Pre-Approvals Create Stronger Offers
Before you start searching for a house or unit, we recommend getting a pre-approval from a lender. The lender will evaluate your income, credit score and other factors to determine how much you can borrow.
Having the loan amount in hand prevents you from wasting your time looking at properties you can’t afford. And when you find a property you really love, a pre-approval letter can also make your offer more compelling to the seller.
It Pays to use a Broker
A home is likely the biggest purchase you’ve ever made, so even a small difference in interest rates can make a huge difference in the long run. Using a mortgage broker will enable you to find the best loan and save you time and effort.

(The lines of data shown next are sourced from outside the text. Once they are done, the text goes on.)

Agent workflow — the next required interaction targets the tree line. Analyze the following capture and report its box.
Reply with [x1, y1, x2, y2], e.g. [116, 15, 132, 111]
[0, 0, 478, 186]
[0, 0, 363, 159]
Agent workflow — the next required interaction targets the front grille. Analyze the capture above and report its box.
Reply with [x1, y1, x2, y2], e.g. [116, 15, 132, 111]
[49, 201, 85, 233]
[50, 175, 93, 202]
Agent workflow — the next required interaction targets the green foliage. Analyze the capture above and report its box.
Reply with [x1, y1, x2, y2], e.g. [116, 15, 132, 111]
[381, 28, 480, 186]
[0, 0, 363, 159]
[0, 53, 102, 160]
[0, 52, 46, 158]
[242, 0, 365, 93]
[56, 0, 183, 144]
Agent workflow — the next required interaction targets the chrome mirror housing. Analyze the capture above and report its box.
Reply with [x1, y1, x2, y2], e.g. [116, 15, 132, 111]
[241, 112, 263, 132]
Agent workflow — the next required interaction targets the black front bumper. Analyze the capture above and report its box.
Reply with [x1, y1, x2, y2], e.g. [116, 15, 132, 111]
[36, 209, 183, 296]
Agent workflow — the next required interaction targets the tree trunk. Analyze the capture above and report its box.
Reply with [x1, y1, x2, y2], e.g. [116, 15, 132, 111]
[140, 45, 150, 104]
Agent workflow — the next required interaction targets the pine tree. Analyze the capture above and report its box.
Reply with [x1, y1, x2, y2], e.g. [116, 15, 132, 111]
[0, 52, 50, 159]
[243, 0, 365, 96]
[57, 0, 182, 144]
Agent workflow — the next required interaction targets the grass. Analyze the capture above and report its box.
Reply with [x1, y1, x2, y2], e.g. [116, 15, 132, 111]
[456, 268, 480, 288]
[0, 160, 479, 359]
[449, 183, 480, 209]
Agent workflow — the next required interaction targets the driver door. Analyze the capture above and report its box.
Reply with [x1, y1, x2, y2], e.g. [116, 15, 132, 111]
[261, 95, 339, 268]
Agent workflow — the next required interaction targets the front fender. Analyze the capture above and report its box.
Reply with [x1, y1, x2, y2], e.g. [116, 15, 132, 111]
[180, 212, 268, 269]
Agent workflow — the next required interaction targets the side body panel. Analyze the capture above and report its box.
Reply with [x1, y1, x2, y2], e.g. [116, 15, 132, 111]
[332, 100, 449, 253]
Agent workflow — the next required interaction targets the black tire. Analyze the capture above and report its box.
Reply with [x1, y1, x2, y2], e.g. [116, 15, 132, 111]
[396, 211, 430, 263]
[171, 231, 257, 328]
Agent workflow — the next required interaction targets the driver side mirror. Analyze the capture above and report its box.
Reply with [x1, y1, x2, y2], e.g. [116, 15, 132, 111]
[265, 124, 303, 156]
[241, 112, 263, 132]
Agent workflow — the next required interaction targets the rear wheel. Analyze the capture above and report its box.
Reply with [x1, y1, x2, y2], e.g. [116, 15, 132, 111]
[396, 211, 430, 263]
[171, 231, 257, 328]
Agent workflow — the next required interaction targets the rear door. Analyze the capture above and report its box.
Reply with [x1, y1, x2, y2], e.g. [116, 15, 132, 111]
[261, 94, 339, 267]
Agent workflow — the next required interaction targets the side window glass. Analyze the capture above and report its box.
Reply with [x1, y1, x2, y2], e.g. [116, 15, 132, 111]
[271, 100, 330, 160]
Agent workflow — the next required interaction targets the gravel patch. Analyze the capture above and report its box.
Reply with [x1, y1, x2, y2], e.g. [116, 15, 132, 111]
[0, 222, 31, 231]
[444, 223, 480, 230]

A lot of people like to research using loan comparison websites, you shouldn’t get over-excited about low advertised rates that you see online. Instead, you should talk us and we will give you a rate based on your credit score, income and debt level. It’s important you work with quotes that are specific to your situation.
Rates Aren’t Everything
Who doesn’t like to brag when they get a killer interest rate on their loan? But sometimes it comes at the expense of higher loan fees.
Sometimes Less is More
A pre-approval shows how much credit the lender is willing to offer you. But that doesn’t mean it’s a good idea to spend that entire amount on your new mortgage. You may want to leave a larger cushion for expected (and unexpected) costs, especially with children in the picture. Over time, the cost of other things, like health insurance, food and tuition, is almost certain to rise. So having some additional money for savings and investments certainly won’t hurt.
You Can Refinance Your Loan
Perhaps you didn’t make the best mortgage decision the first time around. Don’t fret. As long as you maintain good credit, have steady employment and practice other healthy financial habits and have gone beyond the 18m to two-year mark, you shouldn’t have trouble refinancing. Just make sure you’ll be in your home long enough to justify the closing costs you’ll have to pay when you take out a new loan.

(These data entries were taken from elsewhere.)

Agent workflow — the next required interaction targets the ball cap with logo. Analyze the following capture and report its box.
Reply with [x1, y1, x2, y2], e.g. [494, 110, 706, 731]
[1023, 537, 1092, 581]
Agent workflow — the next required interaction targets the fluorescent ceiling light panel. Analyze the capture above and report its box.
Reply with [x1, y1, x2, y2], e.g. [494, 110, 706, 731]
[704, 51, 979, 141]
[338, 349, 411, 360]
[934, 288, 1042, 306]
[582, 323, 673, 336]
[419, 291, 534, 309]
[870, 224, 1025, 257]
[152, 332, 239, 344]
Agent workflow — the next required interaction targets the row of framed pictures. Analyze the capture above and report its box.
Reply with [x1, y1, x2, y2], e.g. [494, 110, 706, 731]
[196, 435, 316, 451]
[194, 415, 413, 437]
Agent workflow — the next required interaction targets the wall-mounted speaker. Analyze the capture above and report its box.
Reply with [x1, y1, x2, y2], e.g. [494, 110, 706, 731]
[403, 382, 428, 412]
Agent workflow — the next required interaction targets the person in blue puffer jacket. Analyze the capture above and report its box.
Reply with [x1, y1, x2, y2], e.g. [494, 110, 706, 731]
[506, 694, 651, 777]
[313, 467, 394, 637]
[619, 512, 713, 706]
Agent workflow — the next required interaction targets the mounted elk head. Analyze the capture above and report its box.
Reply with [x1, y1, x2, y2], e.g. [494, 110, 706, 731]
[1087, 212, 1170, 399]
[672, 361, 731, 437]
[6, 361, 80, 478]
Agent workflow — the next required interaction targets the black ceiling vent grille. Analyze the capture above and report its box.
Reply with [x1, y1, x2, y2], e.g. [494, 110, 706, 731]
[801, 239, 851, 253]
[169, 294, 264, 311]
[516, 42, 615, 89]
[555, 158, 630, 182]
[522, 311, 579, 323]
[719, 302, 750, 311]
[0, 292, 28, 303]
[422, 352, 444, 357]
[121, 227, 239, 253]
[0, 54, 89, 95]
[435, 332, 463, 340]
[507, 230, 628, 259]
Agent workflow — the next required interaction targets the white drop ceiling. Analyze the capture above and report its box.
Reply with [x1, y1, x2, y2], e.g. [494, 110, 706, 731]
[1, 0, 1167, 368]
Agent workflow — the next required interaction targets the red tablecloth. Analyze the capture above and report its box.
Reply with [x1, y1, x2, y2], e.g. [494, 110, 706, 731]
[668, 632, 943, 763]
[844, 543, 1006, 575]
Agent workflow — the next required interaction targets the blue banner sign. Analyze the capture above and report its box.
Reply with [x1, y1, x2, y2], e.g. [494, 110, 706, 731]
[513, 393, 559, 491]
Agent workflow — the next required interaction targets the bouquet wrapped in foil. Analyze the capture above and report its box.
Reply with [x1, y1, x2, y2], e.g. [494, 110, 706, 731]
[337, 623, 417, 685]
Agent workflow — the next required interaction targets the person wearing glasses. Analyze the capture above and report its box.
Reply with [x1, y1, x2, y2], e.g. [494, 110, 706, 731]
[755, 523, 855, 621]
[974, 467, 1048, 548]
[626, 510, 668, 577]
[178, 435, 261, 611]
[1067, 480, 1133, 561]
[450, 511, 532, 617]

Banks Don’t Like to take Possession
Life can sometimes bring unexpected financial strain, whether it’s a job loss or a sudden medical crisis. But don’t think you’ll necessarily lose your house if you’re unable to make your full mortgage payment. Banks stand to lose a lot of money if they have to resell the house, so they’re usually willing to work with you on a solution. The best thing to do is be completely upfront about your situation with the lender and get the names of people you talk to along the way to work out a solution you can both agree on.